France | France, Cour administrative d'appel de Marseille, 7ème chambre, 31 mars 2021, 19MA00308


Vu la procédure suivante :

Procédure contentieuse antérieure :

Le syndicat intercommunal à vocation multiple (SIVOM) du canton de Bar-sur-Loup a demandé au tribunal administratif de Nice d'annuler la décision implicite de rejet de son recours gracieux du 6 novembre 2017 tendant à l'abrogation de l'arrêté du 19 mai 2017 du préfet des Alpes-Maritimes portant prescriptions pour la mise en sécurité de l'installation d'incinération d'ordures ménagères et de ses installations connexes situées au lieu-dit " La Sarrée " au Bar-sur-Loup.
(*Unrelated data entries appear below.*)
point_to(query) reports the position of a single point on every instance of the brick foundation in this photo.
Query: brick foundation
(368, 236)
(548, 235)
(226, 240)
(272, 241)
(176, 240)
Par une ordonnance n° 1705

140 du 23 novembre 2018, le président de la 6ème chambre du tribunal administratif ...

Vu la procédure suivante :

Procédure contentieuse antérieure :

Le syndicat intercommunal à vocation multiple (SIVOM) du canton de Bar-sur-Loup a demandé au tribunal administratif de Nice d'annuler la décision implicite de rejet de son recours gracieux du 6 novembre 2017 tendant à l'abrogation de l'arrêté du 19 mai 2017 du préfet des Alpes-Maritimes portant prescriptions pour la mise en sécurité de l'installation d'incinération d'ordures ménagères et de ses installations connexes situées au lieu-dit " La Sarrée " au Bar-sur-Loup.

Par une ordonnance n° 1705140 du 23 novembre 2018, le président de la 6ème chambre du tribunal administratif de Nice a rejeté cette demande.

Procédure devant la Cour :

Par une requête et un mémoire, enregistrés les 22 et 23 janvier 2019, sous le n° 19MA00308, le SIVOM du canton de Bar-sur-Loup, représenté par Me B... demande à la Cour :

1°) d'annuler cette ordonnance du tribunal administratif de Nice du 23 novembre 2018 ;

2°) d'annuler la décision implicite de rejet de son recours gracieux du 6 novembre 2017 ;

3°) de mettre à la charge de l'Etat la somme de 2 000 euros en application de l'article L. 761-1 du code de justice administrative.

Il soutient que :

- le tribunal a retenu à tort l'irrecevabilité de sa demande qui n'était pas tardive s'agissant d'une demande d'abrogation d'un acte réglementaire ;

- l'arrêté contesté méconnaît l'autorité de chose jugée par le jugement du 30 juin 2015 du tribunal administratif de Nice ;

- il est entaché d'une erreur manifeste d'appréciation ;

- il est entaché d'une erreur de fait ;

- cet arrêté se heurte à la prescription trentenaire.

Par un mémoire en défense, enregistré le 23 décembre 2020, la ministre de la transition écologique et solidaire conclut au rejet de la requête.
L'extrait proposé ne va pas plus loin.